Previous work have suggested that social rank among female baboons is determined not by size or strength, but by nepotism: The higher the mother is ranked, the higher her daughter will be ranked. That's why researchers tend to believe that dominance rank in these baboons is determined at birth. “Daughters of high-ranking females generally mature more quickly, produce more offspring, and have better access to food and mates,” Susan Alberts of Duke University says in a news release. “It’s like being born with a silver spoon in your mouth.”
But baboons may have more social mobility than scientists previously thought.
A team led by Duke University’s Amanda Lea looked at how maternal and paternal relatives could influence a female’s rank as she grows up. They studied a population of yellow baboons (Papio cynocephalus) in Kenya, living near Mount Kilimanjaro, that has been under close observation since 1971.

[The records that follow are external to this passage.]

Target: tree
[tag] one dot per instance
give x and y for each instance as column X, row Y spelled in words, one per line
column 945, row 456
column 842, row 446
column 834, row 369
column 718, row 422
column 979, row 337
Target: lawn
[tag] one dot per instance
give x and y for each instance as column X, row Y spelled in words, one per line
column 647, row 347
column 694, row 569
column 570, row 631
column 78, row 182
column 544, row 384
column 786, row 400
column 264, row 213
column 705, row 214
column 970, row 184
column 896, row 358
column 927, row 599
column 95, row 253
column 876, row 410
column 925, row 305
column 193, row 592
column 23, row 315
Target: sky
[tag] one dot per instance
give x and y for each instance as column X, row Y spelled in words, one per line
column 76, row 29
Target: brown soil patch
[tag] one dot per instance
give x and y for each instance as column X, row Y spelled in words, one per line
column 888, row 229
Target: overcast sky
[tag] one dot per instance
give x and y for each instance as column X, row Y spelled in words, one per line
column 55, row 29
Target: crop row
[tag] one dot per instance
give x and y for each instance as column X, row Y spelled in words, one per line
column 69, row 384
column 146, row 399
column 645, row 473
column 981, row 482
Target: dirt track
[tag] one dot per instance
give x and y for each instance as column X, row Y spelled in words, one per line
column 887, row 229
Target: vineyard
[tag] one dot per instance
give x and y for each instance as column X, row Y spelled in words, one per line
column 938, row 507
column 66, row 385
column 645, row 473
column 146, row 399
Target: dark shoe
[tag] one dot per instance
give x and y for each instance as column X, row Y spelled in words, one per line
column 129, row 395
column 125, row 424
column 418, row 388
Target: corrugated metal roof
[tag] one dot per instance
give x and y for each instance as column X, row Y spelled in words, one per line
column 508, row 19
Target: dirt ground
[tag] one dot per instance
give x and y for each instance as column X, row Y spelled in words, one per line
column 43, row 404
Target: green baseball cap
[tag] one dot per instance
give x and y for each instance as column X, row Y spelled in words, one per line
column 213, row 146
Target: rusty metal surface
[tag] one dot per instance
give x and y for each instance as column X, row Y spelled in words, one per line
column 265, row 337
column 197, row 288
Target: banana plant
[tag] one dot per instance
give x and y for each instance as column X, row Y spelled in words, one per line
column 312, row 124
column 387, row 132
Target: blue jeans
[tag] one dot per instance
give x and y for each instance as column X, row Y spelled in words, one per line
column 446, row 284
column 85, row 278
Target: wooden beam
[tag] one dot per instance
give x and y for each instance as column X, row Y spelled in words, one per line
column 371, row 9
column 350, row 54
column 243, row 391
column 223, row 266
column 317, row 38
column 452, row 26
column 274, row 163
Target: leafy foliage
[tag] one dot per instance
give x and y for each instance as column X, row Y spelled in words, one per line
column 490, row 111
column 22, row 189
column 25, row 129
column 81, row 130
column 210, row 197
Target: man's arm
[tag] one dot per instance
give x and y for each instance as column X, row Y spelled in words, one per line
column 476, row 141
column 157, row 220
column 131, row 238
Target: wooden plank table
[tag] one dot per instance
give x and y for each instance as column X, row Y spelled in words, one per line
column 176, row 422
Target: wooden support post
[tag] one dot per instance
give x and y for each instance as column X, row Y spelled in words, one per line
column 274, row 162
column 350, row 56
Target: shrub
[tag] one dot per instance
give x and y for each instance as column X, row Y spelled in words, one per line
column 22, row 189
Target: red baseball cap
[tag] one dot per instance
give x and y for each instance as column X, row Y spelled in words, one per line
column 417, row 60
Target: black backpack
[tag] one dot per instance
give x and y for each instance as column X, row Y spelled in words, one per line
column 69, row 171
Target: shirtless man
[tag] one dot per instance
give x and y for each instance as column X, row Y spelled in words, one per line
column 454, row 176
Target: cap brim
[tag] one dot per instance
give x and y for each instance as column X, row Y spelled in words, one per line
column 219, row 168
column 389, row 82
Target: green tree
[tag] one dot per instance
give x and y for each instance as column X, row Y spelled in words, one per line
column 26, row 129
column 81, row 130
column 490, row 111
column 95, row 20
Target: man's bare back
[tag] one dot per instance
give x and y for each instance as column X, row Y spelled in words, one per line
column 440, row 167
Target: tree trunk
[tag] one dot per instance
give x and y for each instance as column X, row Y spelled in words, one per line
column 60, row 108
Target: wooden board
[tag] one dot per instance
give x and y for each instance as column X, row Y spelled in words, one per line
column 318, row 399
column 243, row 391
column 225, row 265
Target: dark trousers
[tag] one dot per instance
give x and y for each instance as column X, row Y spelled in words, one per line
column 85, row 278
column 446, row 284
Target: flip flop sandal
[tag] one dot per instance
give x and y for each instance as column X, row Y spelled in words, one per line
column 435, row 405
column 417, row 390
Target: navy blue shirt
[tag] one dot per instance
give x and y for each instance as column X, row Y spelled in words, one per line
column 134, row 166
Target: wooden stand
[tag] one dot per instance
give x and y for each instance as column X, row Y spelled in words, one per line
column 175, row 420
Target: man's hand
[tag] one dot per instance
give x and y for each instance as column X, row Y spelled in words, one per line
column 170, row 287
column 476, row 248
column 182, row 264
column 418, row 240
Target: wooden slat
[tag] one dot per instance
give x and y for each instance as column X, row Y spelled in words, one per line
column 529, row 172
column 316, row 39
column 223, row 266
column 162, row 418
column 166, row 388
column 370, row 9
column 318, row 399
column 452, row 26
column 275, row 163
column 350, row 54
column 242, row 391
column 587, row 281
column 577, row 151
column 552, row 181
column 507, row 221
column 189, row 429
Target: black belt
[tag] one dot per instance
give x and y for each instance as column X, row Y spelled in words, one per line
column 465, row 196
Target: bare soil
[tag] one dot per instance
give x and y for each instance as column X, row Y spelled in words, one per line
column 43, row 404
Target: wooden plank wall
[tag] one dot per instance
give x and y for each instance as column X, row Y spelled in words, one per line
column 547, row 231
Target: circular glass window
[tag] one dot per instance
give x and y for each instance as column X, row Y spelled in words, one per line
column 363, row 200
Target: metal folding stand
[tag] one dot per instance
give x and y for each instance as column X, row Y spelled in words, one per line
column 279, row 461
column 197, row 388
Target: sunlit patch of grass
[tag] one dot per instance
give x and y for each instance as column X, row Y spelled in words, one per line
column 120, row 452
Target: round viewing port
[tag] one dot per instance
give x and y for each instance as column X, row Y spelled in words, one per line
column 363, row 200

To determine dominance rankings, they analyzed interactions between pairs of females from nine social groups using data spanning from 1977 to 2010. A higher-ranked female would harass those lower in the ranks, reminding them of her right to first dibs on food or nice resting spots. When she bares her teeth, lunges forward, or slaps the ground, the subordinate female cowers and grimaces in fear, then averts her gaze or just slinks away.
The team then compared each female’s social ranking at sexual maturity (or menarche, her age at her first period) with her ranking when she became a mother for the first time. This allowed them to track social mobility across early adulthood.
By the time they became mothers, 22 percent of the females either climbed up or fell down the baboon social ladder. The team found strong evidence that the support of mothers and maternal sisters were behind these changes.
Females who had slipped in the ranks had mothers who spent less time with them while they were growing up. This could happen if their group split, or if the mothers died before their daughters reached adulthood. The team saw this happen with a young female named Abby, whose mother died when she was two; Abby never achieved her expected rank. Mothers intervene on behalf of their daughters in any playground spats over food or mates, helping to ensure their daughters’ place in the pecking order, Alberts explains.
The team also found that females with more sisters were more likely to reach their expected rank. The reason: Sisters gang up on unrelated rivals. Older sisters help out their younger sisters when it comes to out-competing females from other families. However, there’s a double-edged sword here: The more sisters a female has, the less likely they’ll surrender their own position to the younger ones.
Males, however, mate with multiple partners, so their allegiances are murkier. They found no evidence that male or paternal relatives affect female dominance rank.